Che questa “trattativa” tra pezzi delle istituzioni e Cosa Nostra possa essere stata progettata ed in parte attuata è scritto anche nelle sentenze delle stragi del 1993.
In quelle sentenze vi sono dei passaggi alquanto inquietanti che sanciscono la gravità della scelta commessa dai tuoi superiori che avendo cercato un contatto con Cosa Nostra hanno fatto sì che mafiosi del rango di Riina si sentissero “accreditati” e presi in considerazione dallo Stato che scendeva a “trattare”. La strage di via d'Amelio, così come quelle del '93 a Firenze, Roma e Milano, sono di fatto una consequenzialità di quella “trattativa”.
Andare a “trattare” con la mafia attraverso Vito Ciancimino è stata una scelta imperdonabile  per lo Stato, così come per i tuoi superiori che si sono prestati a queste direttive. Questi sono fatti incontrovertibili. Che non possono essere smentiti.
Come puoi dire che nella guerra tra Stato e mafia è lo Stato che ha vinto?!

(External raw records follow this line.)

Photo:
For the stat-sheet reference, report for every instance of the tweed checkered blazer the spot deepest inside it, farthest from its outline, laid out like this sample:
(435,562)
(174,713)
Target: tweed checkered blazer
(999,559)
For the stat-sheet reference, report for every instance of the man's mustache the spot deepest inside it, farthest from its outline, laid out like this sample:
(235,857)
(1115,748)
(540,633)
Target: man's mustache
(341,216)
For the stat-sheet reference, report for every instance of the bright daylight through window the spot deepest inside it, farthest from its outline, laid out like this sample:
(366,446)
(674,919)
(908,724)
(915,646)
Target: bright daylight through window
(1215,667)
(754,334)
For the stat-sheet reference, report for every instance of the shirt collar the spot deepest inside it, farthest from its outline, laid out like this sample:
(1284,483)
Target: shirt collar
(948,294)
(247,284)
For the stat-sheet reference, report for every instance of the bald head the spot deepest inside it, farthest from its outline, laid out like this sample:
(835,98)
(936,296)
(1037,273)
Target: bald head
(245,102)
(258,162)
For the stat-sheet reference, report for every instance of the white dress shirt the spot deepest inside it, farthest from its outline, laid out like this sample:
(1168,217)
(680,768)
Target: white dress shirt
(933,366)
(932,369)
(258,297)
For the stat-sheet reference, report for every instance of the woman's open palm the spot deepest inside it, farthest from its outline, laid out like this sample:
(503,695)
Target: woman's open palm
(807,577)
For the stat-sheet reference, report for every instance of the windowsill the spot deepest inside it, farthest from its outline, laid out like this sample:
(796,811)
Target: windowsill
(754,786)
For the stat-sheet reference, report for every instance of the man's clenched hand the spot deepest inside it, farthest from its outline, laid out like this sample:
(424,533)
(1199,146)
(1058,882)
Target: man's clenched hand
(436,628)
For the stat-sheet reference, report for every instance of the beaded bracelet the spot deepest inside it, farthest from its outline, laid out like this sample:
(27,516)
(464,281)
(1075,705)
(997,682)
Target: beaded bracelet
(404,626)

Le diverse “vittorie” di questi anni da parte della mafia sono sotto gli occhi di tutti. La classe politica, per certi versi trasversalmente, ha assecondato aspettative di Cosa Nostra per far cessare le stragi: a partire dallo svuotamento del 41bis, passando per la chiusura delle supercarceri, per non parlare dello smembramento dell'istituto dei collaboratori di giustizia di cui la negazione del programma di protezione a Gaspare Spatuzza è solo l'ultimo caso emblematico. Quella stessa classe di politicanti ha negato o sminuito la pericolosità della mafia e della sua ingerenza nel normale svolgimento della democrazia di un Paese “civile”.
Ed è per questo motivo che non posso accettare queste tue dichiarazioni già fatte in passato da quegli stessi personaggi.

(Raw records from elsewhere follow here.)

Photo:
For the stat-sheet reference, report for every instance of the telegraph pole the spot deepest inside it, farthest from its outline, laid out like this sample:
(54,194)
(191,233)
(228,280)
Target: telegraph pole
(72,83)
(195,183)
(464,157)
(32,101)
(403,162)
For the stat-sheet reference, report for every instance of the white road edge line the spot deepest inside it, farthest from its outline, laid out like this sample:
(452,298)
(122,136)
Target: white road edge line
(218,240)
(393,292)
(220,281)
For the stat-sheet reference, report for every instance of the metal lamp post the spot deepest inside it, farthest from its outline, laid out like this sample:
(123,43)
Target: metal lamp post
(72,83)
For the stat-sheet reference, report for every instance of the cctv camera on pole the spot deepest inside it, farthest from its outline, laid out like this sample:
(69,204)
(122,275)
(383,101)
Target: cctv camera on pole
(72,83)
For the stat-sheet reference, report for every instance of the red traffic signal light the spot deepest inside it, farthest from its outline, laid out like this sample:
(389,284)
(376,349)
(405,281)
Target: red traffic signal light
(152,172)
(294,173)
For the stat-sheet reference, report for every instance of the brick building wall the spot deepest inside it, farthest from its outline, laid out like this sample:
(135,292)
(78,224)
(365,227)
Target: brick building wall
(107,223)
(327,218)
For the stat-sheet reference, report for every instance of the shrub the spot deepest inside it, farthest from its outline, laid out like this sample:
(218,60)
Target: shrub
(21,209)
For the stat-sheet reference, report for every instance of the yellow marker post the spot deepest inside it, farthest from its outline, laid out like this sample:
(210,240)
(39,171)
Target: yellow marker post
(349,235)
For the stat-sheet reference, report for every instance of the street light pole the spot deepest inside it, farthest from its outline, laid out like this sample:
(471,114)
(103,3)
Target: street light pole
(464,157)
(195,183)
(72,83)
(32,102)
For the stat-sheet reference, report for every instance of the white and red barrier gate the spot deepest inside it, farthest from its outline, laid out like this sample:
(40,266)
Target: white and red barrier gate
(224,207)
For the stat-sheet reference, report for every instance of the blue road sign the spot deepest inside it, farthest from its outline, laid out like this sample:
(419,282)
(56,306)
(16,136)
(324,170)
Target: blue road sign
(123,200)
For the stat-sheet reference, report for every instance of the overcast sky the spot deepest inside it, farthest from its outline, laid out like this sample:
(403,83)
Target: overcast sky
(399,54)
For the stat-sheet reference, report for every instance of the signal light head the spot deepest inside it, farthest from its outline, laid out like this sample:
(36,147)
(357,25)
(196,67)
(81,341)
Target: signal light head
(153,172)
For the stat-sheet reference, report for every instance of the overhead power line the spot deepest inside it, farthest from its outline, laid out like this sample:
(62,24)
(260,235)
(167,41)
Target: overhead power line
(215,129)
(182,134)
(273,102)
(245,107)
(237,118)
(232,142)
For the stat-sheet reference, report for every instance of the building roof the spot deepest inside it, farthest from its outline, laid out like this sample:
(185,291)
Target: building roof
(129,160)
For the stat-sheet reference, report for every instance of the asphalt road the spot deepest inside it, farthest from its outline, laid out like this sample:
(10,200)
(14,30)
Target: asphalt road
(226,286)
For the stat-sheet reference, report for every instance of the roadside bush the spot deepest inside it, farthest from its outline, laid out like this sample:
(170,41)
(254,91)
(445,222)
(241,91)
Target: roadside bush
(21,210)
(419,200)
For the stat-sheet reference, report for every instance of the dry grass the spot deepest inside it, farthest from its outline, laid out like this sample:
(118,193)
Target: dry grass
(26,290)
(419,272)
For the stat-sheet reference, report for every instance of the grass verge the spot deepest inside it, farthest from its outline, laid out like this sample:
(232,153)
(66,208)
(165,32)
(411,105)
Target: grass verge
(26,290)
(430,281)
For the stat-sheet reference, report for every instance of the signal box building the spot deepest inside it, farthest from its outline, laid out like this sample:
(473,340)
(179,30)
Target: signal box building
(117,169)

Non posso accettare le tue affermazioni sullo Stato che avrebbe vinto contro la mafia, tu sai che non è così. Lo Stato ha vinto alcune battaglie contro la mafia. Ma non la guerra.

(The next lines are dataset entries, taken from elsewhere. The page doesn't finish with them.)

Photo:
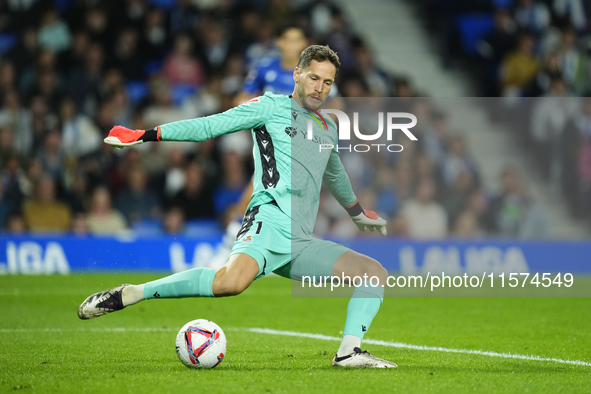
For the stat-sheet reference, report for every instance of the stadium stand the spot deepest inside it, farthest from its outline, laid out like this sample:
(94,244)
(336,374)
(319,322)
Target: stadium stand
(80,67)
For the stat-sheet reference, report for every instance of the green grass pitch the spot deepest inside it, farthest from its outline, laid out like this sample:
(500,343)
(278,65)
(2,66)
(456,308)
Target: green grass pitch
(46,348)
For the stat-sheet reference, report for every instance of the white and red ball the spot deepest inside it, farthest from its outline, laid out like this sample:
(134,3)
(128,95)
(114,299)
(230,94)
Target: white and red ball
(201,344)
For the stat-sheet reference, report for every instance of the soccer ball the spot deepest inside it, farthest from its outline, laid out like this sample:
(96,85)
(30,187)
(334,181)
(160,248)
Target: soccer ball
(201,344)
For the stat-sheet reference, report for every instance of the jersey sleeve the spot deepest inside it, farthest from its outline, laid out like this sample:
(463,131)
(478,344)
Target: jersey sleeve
(337,181)
(246,116)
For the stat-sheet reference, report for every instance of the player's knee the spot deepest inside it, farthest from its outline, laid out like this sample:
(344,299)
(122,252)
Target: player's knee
(374,268)
(229,285)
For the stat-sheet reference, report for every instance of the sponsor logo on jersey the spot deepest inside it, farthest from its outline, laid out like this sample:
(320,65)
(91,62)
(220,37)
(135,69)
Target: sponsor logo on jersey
(254,100)
(291,131)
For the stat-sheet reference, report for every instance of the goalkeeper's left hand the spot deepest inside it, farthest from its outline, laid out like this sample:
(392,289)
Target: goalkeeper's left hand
(366,219)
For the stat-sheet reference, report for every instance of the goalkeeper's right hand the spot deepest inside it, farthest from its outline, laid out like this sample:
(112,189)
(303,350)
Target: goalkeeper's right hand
(121,137)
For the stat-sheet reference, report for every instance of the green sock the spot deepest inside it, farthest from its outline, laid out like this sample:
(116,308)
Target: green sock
(196,282)
(363,307)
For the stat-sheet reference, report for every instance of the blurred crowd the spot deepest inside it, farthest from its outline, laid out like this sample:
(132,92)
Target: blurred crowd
(75,68)
(432,189)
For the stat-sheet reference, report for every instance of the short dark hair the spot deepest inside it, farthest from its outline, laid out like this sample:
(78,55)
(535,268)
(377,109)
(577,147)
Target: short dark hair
(319,53)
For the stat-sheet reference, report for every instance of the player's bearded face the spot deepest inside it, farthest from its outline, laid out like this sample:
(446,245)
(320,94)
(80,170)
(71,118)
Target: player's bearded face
(314,84)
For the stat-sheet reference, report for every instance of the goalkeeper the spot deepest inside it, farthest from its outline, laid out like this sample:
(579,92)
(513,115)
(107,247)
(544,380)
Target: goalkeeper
(276,231)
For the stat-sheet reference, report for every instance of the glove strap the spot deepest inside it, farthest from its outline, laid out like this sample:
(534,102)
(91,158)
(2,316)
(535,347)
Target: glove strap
(354,209)
(151,135)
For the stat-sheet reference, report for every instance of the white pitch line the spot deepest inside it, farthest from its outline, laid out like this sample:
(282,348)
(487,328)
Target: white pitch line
(420,347)
(95,329)
(312,336)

Ma se tu ritieni di poter affermare quanto dici è necessario discuterne in un pubblico dibattito (che tuteli ogni aspetto della tua sicurezza) al quale sono disponibile a partecipare, o comunque è necessario affrontare la discussione in uno spazio telematico accessibile a tutti.
Altrimenti davvero non riesco a riconoscere più il grande investigatore che ho incontrato 10 anni fa, quell'uomo dotato di intuito, di profonda umanità e spiritualità, capace di sacrifici immani per raggiungere gli obiettivi prefissi.
Oggi siamo a un bivio per il futuro del nostro Paese, possiamo finalmente dipanare quelle nebbie che per anni hanno impedito di capire fino in fondo le cause del biennio stragista '92/'93 (per non parlare delle altre stragi a partire da Portella della Ginestra), o altrimenti quelle stesse “cortine fumogene” si materializzeranno nuovamente per occultare una volta per tutte ogni possibilità di avere giustizia.
Sia chiaro che non penso minimamente che tu sia protagonista o complice di trattative tra mafia e Stato, ma non posso nemmeno accettare che tu definisca “vili criminali” coloro che stanno riscontrando con evidenze innegabili come lo Stato abbia collaborato con Cosa Nostra per uccidere Falcone e Borsellino.
Nel frattempo noi dobbiamo pretendere ad ogni costo di conoscere la verità. Tutta. Sia essa scomoda o destabilizzante per una Repubblica fondata sui tanti “segreti di Stato” e sul sangue di troppi martiri.
A quella domanda di giustizia che ormai giunge da più parti abbiamo l'obbligo di dare risposta.
Ma è necessario andare oltre se stessi. Nel nome della verità.
Solamente così potremo gettare le basi per una nuova civiltà finalmente libera.
Con l'amicizia di sempre, ma anche con la franchezza e la trasparenza di sempre.